Y a nosotros, a la gente libre, nos esclavizan solo en nombre de su propio beneficio, porque ninguna nación y civilización verdaderamente sana querrá absorber a otra. Las naciones no son destruidas por otras naciones, sino que las naciones son destruidas por la gente. Mis ideas, las ideas de un esclavo, por supuesto, a los ojos de los romanos, eran extremadamente diferentes de la realidad predominante aquí. Siendo una cosa, yo era una persona, y siendo una persona, yo era una cosa. Cada uno de sus actos, que despertaban admiración en sus almas, era despreciado por mí. El asesinato de una persona era para ellos equivalente a la destrucción de una cosa. No podían entenderlo, porque no eran esas cosas, se llamaban a sí mismos personas. Sus historiadores geniales alaban la grandeza de su propia nación, dan a los romanos virtudes que no les son inherentes con una intención deliberada y ocultan los vicios que les son inherentes con un cierto propósito. Reescribiendo la misma pintura, le dan, como creen, máscaras cada vez más sutiles y refinadas, sin darse cuenta de que convierten ese lienzo en un conjunto caótico de colores, en una mancha voluminosa, aunque variopinta.

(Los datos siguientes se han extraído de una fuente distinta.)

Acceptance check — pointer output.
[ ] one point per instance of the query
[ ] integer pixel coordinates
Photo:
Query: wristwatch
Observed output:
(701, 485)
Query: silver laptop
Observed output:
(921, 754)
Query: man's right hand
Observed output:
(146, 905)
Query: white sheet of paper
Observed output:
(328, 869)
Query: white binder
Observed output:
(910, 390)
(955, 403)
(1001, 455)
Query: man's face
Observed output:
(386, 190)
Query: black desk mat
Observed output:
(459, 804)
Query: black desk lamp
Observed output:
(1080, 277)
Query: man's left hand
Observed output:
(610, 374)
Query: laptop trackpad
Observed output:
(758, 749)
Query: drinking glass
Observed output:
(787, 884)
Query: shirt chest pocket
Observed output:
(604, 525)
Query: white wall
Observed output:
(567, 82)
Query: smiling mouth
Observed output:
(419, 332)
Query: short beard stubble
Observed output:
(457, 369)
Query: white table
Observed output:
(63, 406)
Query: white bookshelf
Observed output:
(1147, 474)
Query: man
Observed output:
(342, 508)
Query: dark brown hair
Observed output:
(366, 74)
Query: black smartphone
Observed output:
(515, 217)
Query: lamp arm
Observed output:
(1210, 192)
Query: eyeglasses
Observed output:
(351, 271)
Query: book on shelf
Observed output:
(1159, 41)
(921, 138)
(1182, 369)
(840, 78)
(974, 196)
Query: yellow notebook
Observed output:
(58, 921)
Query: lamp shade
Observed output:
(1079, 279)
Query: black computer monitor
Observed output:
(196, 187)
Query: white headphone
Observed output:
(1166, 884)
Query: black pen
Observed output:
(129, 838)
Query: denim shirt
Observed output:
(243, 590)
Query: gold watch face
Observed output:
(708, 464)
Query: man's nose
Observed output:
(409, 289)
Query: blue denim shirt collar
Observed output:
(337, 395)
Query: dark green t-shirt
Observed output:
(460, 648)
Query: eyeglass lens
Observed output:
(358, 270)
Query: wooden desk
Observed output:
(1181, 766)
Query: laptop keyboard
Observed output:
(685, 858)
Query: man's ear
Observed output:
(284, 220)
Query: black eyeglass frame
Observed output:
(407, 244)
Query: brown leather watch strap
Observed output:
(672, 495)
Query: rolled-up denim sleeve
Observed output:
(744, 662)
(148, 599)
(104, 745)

Siendo celosos de los altos principios, el más venerado de los cuales es el principio de la libertad, ellos, al destruir la libertad de los demás, desprecian y corrompen de manera muy grosera lo que en los altos podios llaman sagrado y sacro. Los crímenes que comete un romano contra otras naciones no son crímenes en Roma, pero el bien, de una forma u otra manifestado por este imperio, lleno de los gusanos de los hábitos viciosos, se llama bien. Este imperio está construido sobre contradicciones y, por lo tanto, su destino es solo uno: la perdición. Un coloso, cuya base son pies de barro, no puede soportar las pruebas pesadas de los tiempos que nunca duermen.

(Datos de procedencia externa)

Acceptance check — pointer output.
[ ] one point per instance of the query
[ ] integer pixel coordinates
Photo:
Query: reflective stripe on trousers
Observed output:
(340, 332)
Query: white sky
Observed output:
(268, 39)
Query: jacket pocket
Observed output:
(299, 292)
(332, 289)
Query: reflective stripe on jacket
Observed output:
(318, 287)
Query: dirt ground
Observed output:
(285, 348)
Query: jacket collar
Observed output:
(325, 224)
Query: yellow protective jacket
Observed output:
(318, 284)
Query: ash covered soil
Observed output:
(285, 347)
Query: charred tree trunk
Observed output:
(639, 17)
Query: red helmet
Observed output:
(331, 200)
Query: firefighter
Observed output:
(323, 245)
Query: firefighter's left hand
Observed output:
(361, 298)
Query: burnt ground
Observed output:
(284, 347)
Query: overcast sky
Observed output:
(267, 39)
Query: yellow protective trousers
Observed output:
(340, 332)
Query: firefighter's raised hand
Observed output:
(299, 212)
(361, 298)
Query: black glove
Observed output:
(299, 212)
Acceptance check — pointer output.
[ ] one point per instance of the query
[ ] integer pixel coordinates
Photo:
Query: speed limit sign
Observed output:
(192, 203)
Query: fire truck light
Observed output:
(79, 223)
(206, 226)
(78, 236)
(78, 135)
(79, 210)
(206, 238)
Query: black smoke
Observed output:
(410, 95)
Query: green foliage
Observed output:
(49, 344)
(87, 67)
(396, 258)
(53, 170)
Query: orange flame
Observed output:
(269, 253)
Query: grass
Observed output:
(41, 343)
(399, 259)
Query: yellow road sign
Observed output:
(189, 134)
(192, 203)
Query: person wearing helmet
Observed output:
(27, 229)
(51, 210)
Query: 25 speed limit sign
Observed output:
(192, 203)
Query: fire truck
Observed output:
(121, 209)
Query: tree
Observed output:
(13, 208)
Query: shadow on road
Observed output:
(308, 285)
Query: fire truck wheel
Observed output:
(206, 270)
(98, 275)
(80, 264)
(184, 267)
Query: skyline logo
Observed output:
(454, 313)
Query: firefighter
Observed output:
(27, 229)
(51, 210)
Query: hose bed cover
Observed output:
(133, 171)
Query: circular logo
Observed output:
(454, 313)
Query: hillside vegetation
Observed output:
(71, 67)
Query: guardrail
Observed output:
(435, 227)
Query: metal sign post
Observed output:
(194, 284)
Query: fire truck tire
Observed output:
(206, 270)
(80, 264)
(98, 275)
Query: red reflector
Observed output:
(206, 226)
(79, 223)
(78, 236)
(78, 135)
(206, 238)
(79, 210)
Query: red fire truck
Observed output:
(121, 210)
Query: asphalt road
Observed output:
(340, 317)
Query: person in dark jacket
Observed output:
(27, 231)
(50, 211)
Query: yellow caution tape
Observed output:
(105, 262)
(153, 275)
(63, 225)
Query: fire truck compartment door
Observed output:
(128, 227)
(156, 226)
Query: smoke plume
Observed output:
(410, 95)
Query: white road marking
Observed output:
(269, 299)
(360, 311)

Yo, un hombre cautivo de Roma, un esclavo romano, ahora miro a los ojos de las personas que me rodean. Veo en ellos la historia de Roma: una historia de valor vicioso y pecado virtuoso. En los ojos de cada uno de ellos veo a Rómulo y Remo, pero nunca veo a la loba capitolina, la naturaleza que dio vida a estas personas, que les permitió convertirse en grandes reyes.
Un momento más, y habiendo superado una multitud caótica de calles gordas y flacas de Roma, habiendo superado un número innumerable de minutos gordos y flacos de estancia en Roma, mi ser, admirando furiosamente ese mismo espectáculo que apareció en ese momento ante sus ojos, mira al plebeyo que se agita sin cesar. Un océano de emociones está contenido en las cadenas de piedra del Coliseo. Esto no puede dejar de asombrarme incluso a mí, un habitante de la carne primigenia de la naturaleza existente.